Any speculation as to the cause...overheating, cutting on rocks or other obstacles, etc?


----------



## B4otter (Apr 20, 2009)

PM sent - interested in the boat. Need more info to make offer/conclude a deal.
For ex., if it's only 2 years old, has anyone contacted AIRE about warranty repair?


----------



## Quiggle (Nov 18, 2012)

I haven't seen it person but I have seen pictures of friends who were on trips where this has happened and the same style of repair was made. One was for sure a rock the other one I’m not sure of


----------



## shappattack (Jul 17, 2008)

B4otter said:


> PM sent - interested in the boat. Need more info to make offer/conclude a deal.
> For ex., if it's only 2 years old, has anyone contacted AIRE about warranty repair?


Not applicable to a boat that was originally owned by an outfitter for commercial use, which is why the outfitter probably didn't have aire fix it as it was past the 1 year commercial warranty:

*Tributary One Year Limited Commercial Use Warranty*
*What this Warranty Covers: *The 1 year limited warranty covers all Tributary branded Tomcat, SPUD, and Sawtooth Series kayaks against manufacturing defects in materials and workmanship. This warranty covers the tubes, D-ring patches, AIREcells, valves, and zippers to be functional and water worthy.


*What this Warranty Does Not Cover:* This warranty does NOT cover damage caused by normal boat use, cosmetic wear, excessive UV damage, abnormal abuse, neglect and/or inappropriate storage. 

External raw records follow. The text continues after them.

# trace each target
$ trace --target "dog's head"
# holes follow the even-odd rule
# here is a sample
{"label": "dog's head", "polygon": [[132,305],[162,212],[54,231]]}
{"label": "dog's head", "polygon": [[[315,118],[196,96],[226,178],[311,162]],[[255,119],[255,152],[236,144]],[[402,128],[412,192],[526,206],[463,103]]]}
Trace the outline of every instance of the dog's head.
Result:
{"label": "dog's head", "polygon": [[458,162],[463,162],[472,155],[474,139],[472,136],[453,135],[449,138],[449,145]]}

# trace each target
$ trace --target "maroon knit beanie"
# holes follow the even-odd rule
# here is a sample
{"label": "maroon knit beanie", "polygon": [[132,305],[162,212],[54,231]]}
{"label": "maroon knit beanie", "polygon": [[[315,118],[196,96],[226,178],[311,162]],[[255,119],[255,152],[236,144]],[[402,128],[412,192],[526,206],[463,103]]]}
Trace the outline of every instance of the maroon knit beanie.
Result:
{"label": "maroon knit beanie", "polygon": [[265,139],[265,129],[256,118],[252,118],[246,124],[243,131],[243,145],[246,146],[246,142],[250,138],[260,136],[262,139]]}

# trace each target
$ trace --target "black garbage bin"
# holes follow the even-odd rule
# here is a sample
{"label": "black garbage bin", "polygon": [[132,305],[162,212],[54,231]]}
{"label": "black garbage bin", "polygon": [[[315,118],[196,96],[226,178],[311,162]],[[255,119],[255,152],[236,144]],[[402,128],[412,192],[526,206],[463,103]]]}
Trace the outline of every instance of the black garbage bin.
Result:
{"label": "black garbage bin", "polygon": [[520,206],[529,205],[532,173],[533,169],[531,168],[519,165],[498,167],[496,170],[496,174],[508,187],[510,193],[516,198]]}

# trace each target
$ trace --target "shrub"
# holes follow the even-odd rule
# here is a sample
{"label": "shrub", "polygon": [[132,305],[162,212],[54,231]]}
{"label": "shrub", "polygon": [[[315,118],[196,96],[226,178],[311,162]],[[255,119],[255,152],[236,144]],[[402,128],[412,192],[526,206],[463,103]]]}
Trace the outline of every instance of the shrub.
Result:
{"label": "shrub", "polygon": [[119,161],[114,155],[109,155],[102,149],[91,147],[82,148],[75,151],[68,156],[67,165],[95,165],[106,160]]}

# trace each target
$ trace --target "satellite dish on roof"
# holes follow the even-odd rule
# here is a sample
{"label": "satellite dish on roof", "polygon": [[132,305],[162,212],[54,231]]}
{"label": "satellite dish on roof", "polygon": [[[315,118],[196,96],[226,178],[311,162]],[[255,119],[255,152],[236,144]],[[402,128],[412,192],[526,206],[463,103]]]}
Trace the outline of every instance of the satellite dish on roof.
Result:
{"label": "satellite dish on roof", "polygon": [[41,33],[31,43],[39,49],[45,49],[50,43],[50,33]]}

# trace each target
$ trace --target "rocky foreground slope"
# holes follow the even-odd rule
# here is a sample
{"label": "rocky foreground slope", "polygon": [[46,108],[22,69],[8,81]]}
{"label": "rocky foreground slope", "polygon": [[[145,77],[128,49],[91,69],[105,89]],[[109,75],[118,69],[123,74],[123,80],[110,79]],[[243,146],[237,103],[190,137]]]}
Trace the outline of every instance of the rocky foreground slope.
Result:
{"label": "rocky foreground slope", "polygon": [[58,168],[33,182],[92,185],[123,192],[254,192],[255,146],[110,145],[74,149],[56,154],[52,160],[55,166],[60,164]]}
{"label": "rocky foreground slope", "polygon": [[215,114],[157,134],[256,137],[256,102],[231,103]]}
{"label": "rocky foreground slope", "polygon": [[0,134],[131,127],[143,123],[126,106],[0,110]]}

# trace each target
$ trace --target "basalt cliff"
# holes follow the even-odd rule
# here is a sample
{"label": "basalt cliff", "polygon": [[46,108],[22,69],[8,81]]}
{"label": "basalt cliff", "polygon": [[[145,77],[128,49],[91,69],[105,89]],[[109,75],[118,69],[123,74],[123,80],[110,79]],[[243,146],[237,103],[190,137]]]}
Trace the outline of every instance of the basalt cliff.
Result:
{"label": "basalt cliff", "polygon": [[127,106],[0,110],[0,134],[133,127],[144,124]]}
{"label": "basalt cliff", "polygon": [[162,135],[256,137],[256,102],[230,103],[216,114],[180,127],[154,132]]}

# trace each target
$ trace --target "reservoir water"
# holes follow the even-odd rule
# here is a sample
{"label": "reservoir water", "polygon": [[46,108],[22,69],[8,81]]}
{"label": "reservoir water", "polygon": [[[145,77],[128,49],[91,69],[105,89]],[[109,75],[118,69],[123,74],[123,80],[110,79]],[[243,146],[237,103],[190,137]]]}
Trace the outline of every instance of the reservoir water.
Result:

*The Period of Coverage:* Your boat is covered from the original purchase date for a period of one year. When original proof of purchase is not available or if a warranty registration was never submitted, we will use the date of manufacturing to assess your boat.


----------



## zbaird (Oct 11, 2003)

Over pressure + impact= Blowout


Inside/outside patch, done. It would likely end up being the strongest part of the boat. If the stitching job is pretty well lined up and isn't a total mess I may not even remove it. I have no doubt B4otter can fix it up should he choose to do so. If somebody else buys it, its probably $400ish to have me do it. Still wouldn't be a terrible deal.


----------



## blueridge (Jun 13, 2017)

Did this sell? Do you know what year it is and if it had the farrari fabric or the new stuff?


----------